Selain pendampingan, tindakan pencegahan korupsi dilakukan dengan koordinasi, monitoring secara rutin untuk mengawal penggunaan anggaran dalam mengatasi permasalahn ini. Pemahaman atas dasar litigasi harus disematkan bagi para penegak hukum apabila terjadi sebuah pelanggaran terhadap penyaluran anggaran yang telah diatur oleh Pemerintah melalui peraturan dan kebijakan. Tidak hanya Pemerintah Pusat, Pemerintah Daerah juga membuat kebijakan khusus di daerah masing-masing menyesuaikan dengan kondisi selama terjadinya wabah pandemi COVID-19. Hal ini juga terkait dengan sejumlah anggaran dalam bentuk transfer daerah DAU, DAK ataupun TKDD yang dialokasikan khusus penanganan COVID-19.
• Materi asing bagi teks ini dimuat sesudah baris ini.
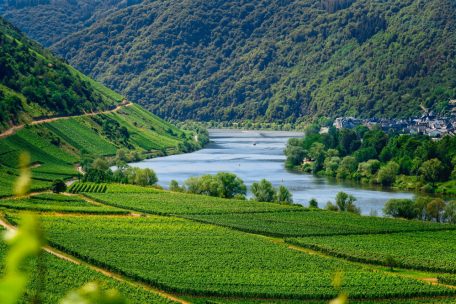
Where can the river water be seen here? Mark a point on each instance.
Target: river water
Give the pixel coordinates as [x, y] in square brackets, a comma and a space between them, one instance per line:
[254, 155]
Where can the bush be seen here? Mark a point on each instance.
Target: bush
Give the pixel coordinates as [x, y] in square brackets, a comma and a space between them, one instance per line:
[58, 186]
[403, 208]
[263, 191]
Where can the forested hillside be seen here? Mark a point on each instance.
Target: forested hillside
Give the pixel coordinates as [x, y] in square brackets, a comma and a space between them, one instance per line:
[273, 59]
[40, 18]
[87, 120]
[34, 83]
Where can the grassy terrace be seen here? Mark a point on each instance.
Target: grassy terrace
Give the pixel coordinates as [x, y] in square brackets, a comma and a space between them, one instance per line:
[183, 256]
[432, 251]
[61, 276]
[166, 203]
[58, 203]
[314, 223]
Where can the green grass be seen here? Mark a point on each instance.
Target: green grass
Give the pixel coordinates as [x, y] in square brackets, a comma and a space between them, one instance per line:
[87, 188]
[58, 203]
[8, 178]
[199, 259]
[430, 251]
[448, 279]
[50, 159]
[147, 132]
[314, 223]
[87, 139]
[60, 277]
[165, 202]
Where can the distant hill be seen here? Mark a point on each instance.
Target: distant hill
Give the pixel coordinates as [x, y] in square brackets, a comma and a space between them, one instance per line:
[272, 60]
[61, 117]
[34, 83]
[49, 21]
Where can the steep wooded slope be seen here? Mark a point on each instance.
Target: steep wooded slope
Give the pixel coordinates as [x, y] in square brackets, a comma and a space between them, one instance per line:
[273, 59]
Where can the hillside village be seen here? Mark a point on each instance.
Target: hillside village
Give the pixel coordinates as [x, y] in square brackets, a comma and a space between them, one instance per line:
[429, 123]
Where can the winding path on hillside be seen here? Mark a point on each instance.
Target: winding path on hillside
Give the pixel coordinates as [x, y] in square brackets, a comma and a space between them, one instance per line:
[423, 276]
[66, 257]
[14, 129]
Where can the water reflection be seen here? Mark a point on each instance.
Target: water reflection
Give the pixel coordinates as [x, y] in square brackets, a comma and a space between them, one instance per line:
[254, 155]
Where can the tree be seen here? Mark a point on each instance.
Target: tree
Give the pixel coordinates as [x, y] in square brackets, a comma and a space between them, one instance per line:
[230, 185]
[263, 191]
[402, 208]
[421, 207]
[331, 165]
[145, 177]
[317, 153]
[295, 155]
[450, 212]
[100, 164]
[331, 207]
[174, 186]
[346, 203]
[313, 203]
[284, 195]
[387, 174]
[205, 185]
[347, 167]
[430, 170]
[58, 186]
[141, 177]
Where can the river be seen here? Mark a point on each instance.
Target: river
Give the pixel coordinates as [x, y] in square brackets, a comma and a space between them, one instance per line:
[254, 155]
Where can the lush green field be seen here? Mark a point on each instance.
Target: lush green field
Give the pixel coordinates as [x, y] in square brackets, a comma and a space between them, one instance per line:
[48, 158]
[147, 132]
[165, 202]
[8, 178]
[88, 139]
[432, 250]
[61, 276]
[193, 258]
[58, 203]
[87, 188]
[449, 279]
[201, 300]
[314, 223]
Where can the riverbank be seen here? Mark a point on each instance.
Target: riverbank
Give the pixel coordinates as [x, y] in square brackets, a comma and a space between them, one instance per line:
[402, 183]
[254, 155]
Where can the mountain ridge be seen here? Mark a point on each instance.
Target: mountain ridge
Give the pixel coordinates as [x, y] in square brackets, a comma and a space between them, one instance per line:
[284, 61]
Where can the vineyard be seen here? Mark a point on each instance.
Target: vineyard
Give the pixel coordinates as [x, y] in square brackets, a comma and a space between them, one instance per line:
[87, 188]
[430, 251]
[199, 259]
[88, 138]
[314, 223]
[147, 132]
[164, 202]
[58, 203]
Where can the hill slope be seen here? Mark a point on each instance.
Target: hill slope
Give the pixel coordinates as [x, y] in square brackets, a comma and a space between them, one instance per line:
[273, 59]
[87, 119]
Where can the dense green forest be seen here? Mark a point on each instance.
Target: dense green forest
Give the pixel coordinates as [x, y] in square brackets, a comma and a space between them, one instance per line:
[272, 60]
[40, 18]
[372, 156]
[34, 83]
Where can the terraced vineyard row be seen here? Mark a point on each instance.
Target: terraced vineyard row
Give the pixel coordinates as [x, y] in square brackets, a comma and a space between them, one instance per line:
[314, 223]
[201, 259]
[58, 203]
[87, 188]
[62, 276]
[88, 139]
[431, 250]
[165, 202]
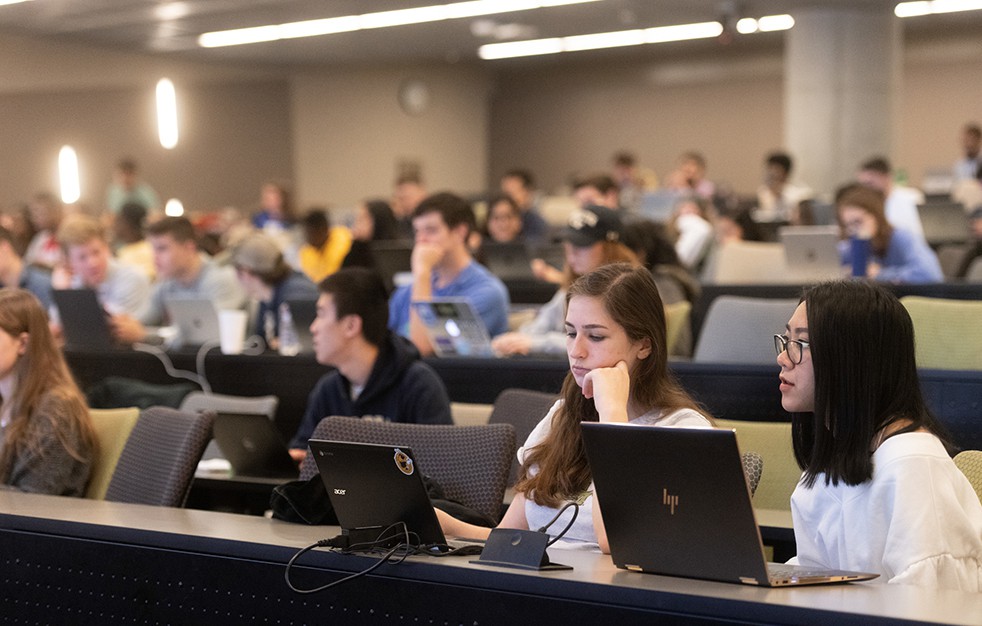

Hingga 8 Mei 2020, 479 daerah telah menyampaikan Laporan Penyesuaian APBD. Dari laporan ini, komposisi belanja daerah mengalami perubahan yaitu adanya penurunan belanja barang/jasa dari 24,87% menjadi 20,86%, dan modal dari 18,16% menjadi 12,89%. Di sisi lain, ada kenaikan belanja lainnya yaitu dari 24,63% menjadi 30,33% yang ditujukan untuk a.l. bansos dan belanja tidak terduga. Total belanja yang direalokasi dan refocusing adalah sebesar Rp 51,09 triliun, yang ditujukan untuk Bidang Kesehatan (COVID-19) sebesar Rp22,34 triliun; Jaring Pengaman Sosial sebesar Rp18,88 triliun; dan Penanganan Dampak Ekonomi sebesar Rp9,88 triliun (Kemenkeu, 2020).
Pengawalan Anggaran
Apabila terdapat pelanggaran hukum pada masa refocusing anggaran tersebut, para penegak hukum segera melakukan langkah-langkah yang cepat dan tak lupa untuk merujuk lagi peraturan yang telah ditetapkan oleh Pemerintah. Peraturan yang dibuat hendaknya juga diikuti dengan sanksi yang diberikan baik secara administratif, denda hingga kurungan penjara agar memberi efek jera. Ada pesan bahwa “Jangan berbahagia diatas penderitaan orang lain”, ini mendefinisikan bahwa tidak boleh memanfaatkan momen ini sebagai ajang memperkaya diri dengan berbagai modus dengan cara penyelewengan atau korupsi anggaran untuk pengentasan wabah COVID-19.